O Estatuto reafirma ainda direitos fundamentais relacionados à privacidade durante exames e procedimentos, à confidencialidade dos dados pessoais e à não discriminação em razão de condição clínica, deficiência, idade, gênero, raça ou condição socioeconômica. Essas garantias refletem compromissos internacionais assumidos pelo Brasil no campo dos direitos humanos e concretizam o princípio da dignidade da pessoa humana. Outro ponto de grande relevância é o reconhecimento do direito aos cuidados paliativos e à escolha do local de morte. A legislação fortalece a ética da proporcionalidade terapêutica, evitando intervenções fúteis ou desproporcionais, e assegura ao paciente maior qualidade de vida, alívio do sofrimento e respeito à autonomia no contexto da terminalidade.
Contudo, o Estatuto também estabelece deveres aos pacientes e familiares, evidenciando que o cuidado em saúde deve ocorrer de forma corresponsável. Entre essas responsabilidades estão o fornecimento de informações verídicas aos profissionais de saúde, o respeito às orientações terapêuticas e às normas institucionais, bem como a colaboração para o adequado funcionamento dos serviços assistenciais.

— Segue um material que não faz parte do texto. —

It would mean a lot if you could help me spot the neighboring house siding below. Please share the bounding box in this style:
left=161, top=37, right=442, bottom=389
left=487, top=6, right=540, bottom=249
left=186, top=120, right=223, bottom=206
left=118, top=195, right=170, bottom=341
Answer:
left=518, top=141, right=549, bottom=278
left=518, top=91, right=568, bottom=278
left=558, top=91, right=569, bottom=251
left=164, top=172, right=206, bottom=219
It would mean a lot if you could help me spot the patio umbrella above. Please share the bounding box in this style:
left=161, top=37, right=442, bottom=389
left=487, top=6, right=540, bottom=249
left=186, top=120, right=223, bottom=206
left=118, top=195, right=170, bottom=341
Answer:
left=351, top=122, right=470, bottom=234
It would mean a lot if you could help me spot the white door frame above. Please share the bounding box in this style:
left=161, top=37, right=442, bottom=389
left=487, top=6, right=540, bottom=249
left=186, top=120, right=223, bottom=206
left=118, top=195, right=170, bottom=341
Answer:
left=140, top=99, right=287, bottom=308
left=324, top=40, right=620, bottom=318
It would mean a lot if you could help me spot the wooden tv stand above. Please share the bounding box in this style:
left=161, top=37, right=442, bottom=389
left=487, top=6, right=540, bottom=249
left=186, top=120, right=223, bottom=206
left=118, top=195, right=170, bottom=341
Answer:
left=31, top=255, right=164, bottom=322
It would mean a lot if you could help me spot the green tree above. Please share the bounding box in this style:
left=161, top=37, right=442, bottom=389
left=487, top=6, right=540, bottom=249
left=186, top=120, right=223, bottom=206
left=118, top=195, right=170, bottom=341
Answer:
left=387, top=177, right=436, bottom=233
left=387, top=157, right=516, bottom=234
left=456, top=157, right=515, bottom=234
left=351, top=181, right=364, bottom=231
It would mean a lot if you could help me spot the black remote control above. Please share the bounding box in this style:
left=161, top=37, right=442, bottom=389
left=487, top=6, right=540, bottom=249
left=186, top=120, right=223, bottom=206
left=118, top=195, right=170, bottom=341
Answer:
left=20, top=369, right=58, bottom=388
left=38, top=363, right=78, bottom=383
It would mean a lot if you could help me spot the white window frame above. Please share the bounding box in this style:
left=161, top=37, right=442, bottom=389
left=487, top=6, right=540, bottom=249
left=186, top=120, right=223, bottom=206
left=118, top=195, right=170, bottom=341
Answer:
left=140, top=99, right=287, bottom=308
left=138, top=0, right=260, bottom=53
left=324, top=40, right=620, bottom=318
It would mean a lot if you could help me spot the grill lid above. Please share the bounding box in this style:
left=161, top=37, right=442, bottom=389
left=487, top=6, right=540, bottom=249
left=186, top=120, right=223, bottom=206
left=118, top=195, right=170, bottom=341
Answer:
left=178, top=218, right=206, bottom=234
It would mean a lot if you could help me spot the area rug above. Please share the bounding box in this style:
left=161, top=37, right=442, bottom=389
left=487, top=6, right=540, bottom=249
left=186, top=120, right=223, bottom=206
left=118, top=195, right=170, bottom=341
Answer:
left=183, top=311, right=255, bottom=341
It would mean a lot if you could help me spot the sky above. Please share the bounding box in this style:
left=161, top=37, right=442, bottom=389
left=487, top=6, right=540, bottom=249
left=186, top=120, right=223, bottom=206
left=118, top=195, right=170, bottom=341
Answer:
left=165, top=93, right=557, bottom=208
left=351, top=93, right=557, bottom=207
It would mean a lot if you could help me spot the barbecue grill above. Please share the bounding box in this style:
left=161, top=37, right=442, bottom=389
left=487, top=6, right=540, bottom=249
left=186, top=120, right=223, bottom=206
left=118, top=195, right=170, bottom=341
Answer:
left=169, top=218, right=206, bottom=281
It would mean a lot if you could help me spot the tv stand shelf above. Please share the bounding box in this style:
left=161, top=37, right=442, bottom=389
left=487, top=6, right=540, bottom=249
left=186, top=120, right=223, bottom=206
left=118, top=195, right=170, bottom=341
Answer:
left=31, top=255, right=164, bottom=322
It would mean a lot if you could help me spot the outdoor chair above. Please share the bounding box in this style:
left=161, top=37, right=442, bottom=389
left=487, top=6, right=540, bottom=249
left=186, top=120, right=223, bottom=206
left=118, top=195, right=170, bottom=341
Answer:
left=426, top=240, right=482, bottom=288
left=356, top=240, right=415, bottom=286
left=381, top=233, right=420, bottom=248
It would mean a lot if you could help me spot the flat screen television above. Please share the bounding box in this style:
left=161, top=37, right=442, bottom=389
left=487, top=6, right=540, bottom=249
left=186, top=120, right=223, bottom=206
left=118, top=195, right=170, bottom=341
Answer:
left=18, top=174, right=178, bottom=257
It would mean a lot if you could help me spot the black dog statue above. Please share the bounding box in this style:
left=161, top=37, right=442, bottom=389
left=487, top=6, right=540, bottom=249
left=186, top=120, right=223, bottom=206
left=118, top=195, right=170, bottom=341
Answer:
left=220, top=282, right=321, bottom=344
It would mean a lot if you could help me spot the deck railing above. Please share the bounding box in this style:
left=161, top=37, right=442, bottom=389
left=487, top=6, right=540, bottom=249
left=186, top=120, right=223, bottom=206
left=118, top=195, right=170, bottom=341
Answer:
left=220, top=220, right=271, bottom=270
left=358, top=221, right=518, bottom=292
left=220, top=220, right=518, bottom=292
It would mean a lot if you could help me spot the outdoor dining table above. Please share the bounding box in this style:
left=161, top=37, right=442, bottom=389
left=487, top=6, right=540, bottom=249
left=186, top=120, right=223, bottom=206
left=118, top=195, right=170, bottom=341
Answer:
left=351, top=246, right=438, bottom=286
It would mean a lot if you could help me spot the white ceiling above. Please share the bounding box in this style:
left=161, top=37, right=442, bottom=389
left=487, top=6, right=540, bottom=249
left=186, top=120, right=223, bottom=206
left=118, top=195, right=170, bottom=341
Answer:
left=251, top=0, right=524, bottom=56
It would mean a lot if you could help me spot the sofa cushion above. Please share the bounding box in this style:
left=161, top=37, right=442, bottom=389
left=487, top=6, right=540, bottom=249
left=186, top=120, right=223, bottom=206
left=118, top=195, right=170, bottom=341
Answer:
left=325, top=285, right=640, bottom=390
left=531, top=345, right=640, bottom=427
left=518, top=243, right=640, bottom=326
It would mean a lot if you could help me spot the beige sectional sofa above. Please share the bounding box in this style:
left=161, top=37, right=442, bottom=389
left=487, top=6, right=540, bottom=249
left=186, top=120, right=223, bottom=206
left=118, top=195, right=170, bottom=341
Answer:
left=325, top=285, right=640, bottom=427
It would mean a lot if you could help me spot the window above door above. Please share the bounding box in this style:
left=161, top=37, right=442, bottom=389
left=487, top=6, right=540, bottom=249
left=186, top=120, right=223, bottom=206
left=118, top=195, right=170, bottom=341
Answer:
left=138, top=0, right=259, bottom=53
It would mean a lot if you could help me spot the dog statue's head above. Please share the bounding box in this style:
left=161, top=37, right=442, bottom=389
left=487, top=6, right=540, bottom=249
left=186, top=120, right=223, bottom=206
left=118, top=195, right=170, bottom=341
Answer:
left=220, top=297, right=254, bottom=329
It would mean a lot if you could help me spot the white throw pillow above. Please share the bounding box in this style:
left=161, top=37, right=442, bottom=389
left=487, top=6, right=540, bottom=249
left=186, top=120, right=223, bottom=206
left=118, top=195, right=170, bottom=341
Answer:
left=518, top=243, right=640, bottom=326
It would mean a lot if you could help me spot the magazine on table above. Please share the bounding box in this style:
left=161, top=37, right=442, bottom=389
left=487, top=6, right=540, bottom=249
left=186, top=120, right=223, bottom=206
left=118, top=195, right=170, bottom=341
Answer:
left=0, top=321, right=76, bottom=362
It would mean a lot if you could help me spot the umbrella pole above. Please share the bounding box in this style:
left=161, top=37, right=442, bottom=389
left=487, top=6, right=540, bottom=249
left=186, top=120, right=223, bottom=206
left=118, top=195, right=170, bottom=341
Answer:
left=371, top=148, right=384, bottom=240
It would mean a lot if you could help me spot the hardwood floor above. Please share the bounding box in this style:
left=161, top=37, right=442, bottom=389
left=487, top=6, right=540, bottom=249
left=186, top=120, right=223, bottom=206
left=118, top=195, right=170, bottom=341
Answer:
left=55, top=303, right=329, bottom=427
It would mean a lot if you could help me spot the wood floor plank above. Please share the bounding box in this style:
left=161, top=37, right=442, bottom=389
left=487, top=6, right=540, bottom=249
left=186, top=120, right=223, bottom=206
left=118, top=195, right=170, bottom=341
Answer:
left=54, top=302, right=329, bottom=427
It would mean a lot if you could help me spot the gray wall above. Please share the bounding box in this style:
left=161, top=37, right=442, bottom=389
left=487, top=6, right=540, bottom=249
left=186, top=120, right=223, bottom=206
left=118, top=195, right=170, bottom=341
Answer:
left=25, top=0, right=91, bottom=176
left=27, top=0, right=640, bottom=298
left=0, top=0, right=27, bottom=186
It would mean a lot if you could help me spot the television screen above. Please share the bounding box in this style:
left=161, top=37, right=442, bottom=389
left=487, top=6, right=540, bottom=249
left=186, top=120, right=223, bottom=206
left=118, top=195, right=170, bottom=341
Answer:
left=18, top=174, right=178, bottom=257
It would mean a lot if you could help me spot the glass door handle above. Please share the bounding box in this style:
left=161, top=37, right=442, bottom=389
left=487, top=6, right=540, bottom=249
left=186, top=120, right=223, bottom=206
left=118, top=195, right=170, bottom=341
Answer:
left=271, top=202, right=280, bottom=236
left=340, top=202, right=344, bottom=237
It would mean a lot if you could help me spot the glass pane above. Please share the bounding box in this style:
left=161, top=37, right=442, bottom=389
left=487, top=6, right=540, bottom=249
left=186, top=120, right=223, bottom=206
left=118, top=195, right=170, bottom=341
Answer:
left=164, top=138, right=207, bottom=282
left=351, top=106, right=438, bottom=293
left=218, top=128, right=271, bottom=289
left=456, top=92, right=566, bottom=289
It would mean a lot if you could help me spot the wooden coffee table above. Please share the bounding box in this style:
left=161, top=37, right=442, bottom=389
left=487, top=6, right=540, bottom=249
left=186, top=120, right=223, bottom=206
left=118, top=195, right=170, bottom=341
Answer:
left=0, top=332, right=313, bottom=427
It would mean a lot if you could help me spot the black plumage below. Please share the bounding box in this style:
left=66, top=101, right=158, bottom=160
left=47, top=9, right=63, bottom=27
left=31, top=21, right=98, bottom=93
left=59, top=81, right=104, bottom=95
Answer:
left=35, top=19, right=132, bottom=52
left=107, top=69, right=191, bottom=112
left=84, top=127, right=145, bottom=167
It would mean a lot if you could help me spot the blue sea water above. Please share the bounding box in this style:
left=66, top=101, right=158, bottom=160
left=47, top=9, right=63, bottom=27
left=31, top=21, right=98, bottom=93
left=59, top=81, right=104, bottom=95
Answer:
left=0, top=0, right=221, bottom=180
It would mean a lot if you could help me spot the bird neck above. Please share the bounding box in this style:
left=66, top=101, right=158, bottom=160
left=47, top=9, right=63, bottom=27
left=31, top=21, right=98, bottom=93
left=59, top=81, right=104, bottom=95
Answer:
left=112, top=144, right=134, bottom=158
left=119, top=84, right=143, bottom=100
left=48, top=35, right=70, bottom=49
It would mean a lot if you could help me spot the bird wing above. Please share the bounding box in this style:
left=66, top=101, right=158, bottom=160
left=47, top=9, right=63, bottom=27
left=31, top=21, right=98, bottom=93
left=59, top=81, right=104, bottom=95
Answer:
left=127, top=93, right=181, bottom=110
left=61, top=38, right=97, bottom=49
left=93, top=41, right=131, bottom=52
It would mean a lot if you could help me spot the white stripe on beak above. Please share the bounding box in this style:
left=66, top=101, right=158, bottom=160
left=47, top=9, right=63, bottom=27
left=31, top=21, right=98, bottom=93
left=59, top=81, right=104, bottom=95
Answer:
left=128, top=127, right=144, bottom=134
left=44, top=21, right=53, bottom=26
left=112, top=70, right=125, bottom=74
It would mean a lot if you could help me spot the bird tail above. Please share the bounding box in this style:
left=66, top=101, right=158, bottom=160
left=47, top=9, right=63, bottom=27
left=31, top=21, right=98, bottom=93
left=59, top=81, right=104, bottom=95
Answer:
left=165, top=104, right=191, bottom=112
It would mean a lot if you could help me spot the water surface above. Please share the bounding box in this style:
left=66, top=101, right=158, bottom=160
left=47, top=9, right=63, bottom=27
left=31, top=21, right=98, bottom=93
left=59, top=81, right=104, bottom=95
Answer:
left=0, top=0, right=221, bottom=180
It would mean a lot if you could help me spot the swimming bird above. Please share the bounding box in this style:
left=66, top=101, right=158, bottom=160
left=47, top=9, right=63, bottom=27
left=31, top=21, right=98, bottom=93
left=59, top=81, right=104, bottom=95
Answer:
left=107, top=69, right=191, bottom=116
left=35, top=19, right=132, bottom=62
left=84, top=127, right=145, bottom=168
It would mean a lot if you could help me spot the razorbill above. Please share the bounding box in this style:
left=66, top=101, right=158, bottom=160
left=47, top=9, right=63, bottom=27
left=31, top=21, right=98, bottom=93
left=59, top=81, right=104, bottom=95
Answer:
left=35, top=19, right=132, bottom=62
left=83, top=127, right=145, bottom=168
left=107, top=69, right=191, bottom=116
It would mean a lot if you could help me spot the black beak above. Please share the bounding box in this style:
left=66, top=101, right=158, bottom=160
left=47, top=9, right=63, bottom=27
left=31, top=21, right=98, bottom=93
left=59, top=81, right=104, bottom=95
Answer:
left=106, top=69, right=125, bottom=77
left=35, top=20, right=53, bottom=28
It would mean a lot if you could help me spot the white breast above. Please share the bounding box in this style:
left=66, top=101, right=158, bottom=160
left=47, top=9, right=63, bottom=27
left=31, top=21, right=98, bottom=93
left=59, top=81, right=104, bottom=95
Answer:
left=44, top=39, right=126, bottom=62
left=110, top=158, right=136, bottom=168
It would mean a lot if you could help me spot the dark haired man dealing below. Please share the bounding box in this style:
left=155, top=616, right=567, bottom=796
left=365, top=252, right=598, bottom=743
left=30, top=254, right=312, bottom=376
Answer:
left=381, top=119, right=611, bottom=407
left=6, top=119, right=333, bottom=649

Por tratar-se de legislação recentemente promulgada, ainda são escassos os estudos científicos que abordam de maneira aprofundada seus impactos jurídicos, éticos e assistenciais. Entretanto, é possível afirmar que a Lei nº 15.378/2026 representa um avanço normativo significativo para a assistência à saúde no Brasil, sobretudo ao consolidar direitos historicamente reivindicados por pacientes, profissionais e movimentos de humanização. Todavia, a efetividade prática do Estatuto dependerá da implementação de políticas públicas integradas, da capacitação contínua dos profissionais de saúde, do fortalecimento institucional dos serviços assistenciais e do engajamento social na defesa dos direitos dos pacientes. Enfim mais do que um instrumento jurídico, o Regulamento representa uma importante transformação cultural na relação entre profissionais, instituições e usuários do sistema de saúde brasileiro.